At midday today, President Barack Obama will announce details of his administration’s $30.1 billion plan to restructure General Motors. Despite claiming that the administration “will not interfere with or exert control over day-to-day company operations” it is instructive that this announcement is being made by the President, from the White House, and not by the company’s CEO from either the company’s Detroit headquarters  or  the New York bankruptcy court. Since March of this year when the White House rejected GM’s restructuring plan, their interventionist actions have spoken much louder than their hands-off rhetoric.

Just days after the White House informed GM that they were unhappy with the company’s first restructuring plan, President Obama fired GM CEO Richard Wagoner. The payoff from Obama’s hand picked replacement, current CEO Fritz Henderson, quickly became apparent when Henderson stood next to Obama in the Rose Garden and announced his support for the Obama administration’s new fuel efficiency standards: “GM is fully committed to this new approach.” The surreal event underscored the myriad of inherent new conflicts as the Obama administration now becomes GM’s regulator, tax collector, customer, lender, and owner. The Obama administration’s heavy handed management of GM did not end there:

What Cars to Make – Currently, General Motors most profitable products are the Chevy Silverado pickup and the Cadillac Escalade SUV. These gas guzzlers aren’t exactly popular with the anti-carbon Obama administration.

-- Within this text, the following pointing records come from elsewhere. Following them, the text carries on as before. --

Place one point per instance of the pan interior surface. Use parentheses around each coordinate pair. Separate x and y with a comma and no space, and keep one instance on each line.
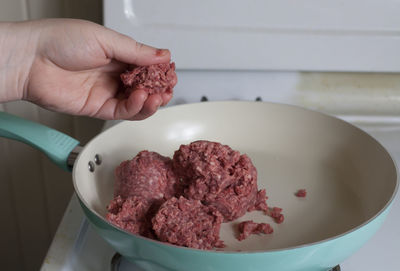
(349,177)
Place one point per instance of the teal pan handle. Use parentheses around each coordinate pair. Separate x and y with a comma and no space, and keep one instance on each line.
(56,145)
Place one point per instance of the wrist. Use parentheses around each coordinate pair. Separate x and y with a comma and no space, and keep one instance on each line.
(18,43)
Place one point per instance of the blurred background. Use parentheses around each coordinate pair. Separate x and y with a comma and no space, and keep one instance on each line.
(33,192)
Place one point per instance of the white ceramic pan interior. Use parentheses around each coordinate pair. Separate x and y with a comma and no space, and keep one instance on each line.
(349,177)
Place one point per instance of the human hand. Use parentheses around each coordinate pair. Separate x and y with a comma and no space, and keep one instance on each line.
(74,66)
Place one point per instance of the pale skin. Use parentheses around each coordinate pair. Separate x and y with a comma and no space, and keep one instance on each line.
(73,66)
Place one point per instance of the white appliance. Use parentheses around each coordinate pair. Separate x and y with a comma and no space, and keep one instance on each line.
(257,50)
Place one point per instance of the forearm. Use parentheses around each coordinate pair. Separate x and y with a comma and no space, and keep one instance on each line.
(18,42)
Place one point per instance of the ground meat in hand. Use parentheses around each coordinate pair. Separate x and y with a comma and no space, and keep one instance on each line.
(157,78)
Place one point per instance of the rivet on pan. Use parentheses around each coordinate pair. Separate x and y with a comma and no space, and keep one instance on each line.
(91,166)
(203,99)
(97,159)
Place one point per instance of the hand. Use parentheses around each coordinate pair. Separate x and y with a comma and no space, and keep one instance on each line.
(73,66)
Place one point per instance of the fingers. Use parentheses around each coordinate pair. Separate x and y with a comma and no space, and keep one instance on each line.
(127,50)
(139,105)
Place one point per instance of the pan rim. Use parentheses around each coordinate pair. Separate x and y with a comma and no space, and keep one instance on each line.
(244,252)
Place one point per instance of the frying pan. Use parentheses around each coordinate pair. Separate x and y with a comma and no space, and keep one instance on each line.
(350,180)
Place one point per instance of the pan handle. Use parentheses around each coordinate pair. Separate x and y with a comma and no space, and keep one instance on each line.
(56,145)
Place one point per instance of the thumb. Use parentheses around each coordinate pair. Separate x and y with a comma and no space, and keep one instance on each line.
(125,49)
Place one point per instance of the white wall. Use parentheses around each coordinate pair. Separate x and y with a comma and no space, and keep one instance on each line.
(34,192)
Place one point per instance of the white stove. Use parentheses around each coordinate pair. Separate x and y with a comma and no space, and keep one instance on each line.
(230,50)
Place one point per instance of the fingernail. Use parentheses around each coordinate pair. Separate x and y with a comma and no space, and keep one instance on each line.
(161,52)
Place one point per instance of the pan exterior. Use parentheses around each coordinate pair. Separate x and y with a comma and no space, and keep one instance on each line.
(350,180)
(157,256)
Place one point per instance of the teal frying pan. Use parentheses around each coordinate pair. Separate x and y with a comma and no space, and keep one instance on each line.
(350,180)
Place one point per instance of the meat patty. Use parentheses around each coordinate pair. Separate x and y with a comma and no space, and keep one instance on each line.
(218,176)
(157,78)
(188,223)
(249,227)
(132,214)
(148,175)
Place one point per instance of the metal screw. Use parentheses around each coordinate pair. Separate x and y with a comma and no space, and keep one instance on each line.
(97,159)
(91,166)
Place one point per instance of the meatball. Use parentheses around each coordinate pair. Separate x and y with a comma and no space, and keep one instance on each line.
(148,175)
(157,78)
(188,223)
(218,176)
(132,214)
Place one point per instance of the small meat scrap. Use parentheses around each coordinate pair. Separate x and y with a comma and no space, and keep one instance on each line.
(188,223)
(148,175)
(261,202)
(157,78)
(301,193)
(275,213)
(131,214)
(249,227)
(218,176)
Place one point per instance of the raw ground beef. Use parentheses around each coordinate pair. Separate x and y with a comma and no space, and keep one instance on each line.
(249,227)
(158,78)
(131,214)
(276,213)
(188,223)
(218,176)
(206,183)
(301,193)
(148,175)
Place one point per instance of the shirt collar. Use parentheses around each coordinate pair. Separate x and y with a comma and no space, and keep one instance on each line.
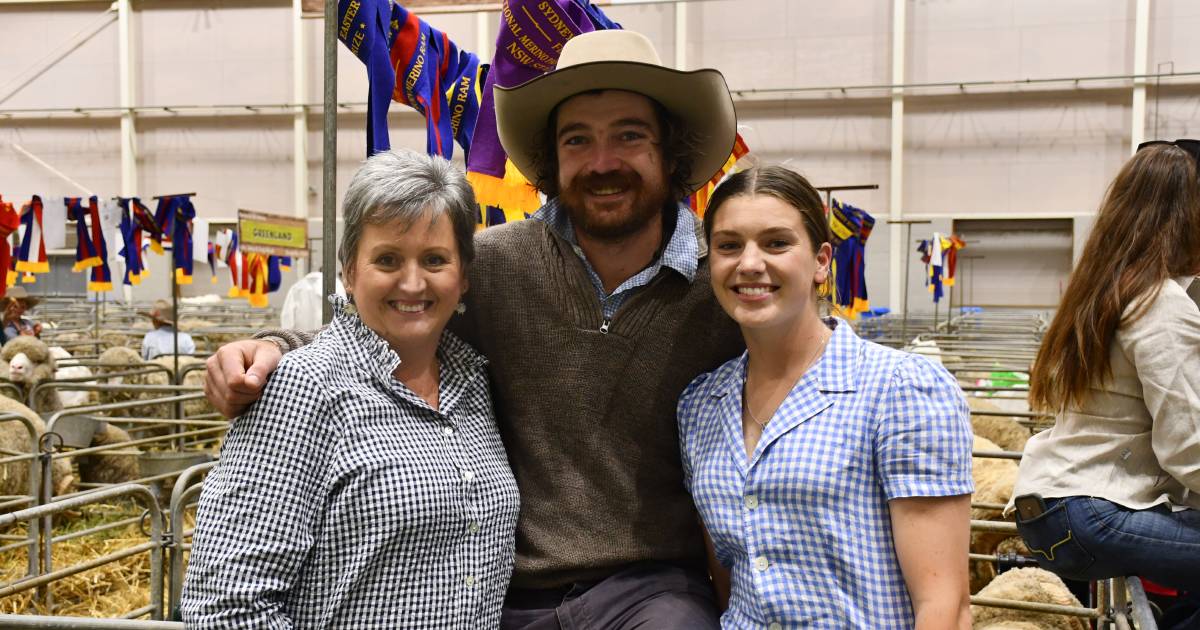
(834,371)
(682,252)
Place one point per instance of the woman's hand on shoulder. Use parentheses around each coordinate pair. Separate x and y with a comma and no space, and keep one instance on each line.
(237,373)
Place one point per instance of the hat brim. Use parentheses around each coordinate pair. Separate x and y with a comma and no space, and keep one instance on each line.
(700,97)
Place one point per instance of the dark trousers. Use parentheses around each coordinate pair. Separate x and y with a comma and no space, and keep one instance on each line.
(1084,538)
(651,595)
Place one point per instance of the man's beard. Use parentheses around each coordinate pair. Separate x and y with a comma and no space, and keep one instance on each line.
(648,204)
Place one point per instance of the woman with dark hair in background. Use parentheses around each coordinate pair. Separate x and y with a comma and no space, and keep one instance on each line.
(1114,487)
(833,474)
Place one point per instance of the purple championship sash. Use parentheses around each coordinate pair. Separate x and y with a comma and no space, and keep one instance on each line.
(532,34)
(437,79)
(133,223)
(364,27)
(31,252)
(181,239)
(91,251)
(87,256)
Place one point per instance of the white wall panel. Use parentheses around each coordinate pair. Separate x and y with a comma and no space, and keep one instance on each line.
(231,163)
(87,77)
(84,150)
(1013,156)
(220,53)
(1006,40)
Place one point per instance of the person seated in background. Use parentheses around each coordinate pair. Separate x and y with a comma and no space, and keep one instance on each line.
(162,339)
(827,469)
(369,486)
(16,303)
(1114,487)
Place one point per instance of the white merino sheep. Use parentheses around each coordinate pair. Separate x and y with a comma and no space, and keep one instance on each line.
(113,467)
(994,481)
(13,439)
(1026,585)
(1005,431)
(29,361)
(69,397)
(121,359)
(195,377)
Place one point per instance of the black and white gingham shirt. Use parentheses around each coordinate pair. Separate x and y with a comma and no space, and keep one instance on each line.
(343,501)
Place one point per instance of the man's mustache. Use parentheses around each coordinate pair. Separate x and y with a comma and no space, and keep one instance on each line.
(606,180)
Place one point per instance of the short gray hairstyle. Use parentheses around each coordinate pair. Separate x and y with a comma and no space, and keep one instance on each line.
(405,186)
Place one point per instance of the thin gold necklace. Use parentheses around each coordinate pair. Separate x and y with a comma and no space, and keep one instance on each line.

GM’s electric-powered Chevy Volt, however, is expected to cost $40,000 per vehicle, much more than the $25,000 gas-electric Toyota Prius.

Where to Make Them – The Obama administration plans to close 11 factories and idle another three. It’s hard to see how politics could not dictate the results of that process. Already, the United Auto Workers union successfully pressured the Obama administration to restrict the number of cars GM makes overseas. UAW President Ron Gettelfinger told PBS last week “we, quite frankly, put pressure on the White House, the [auto] task force, the corporation to bar small-car imports from overseas.”

Salesman in Chief – While General Motors has been rapidly shedding market share, Ford (the last private auto company in Detroit) has actually gained market share. Obama’s new car company will never turnaround if that trend continues. So already President Obama personally promoted a $7,500 tax credit for consumers who buy a GM Chevy Volt.

We need an exit strategy out of Obama Motors today. Congress could help mitigate the damage down by the Obama administration by:

  • Establish a firm, legally binding deadline–perhaps one year–for the sale of the firm back to the private sector.
  • Prohibit any further taxpayers loans or grants to GM.
  • Strictly bar GM during the period of government ownership from making any campaign contributions or engaging in policy advocacy of any kind.

Last month, President Obama declared “I don’t want to run auto companies. … I’ve got more than enough to do.” Whether or not the administration is making “day-to-day” decisions, running auto companies is exactly what the federal government is doing. That is the wrong road for Detroit, for consumers, and for U.S. taxpayers. America needs to take the nearest exit.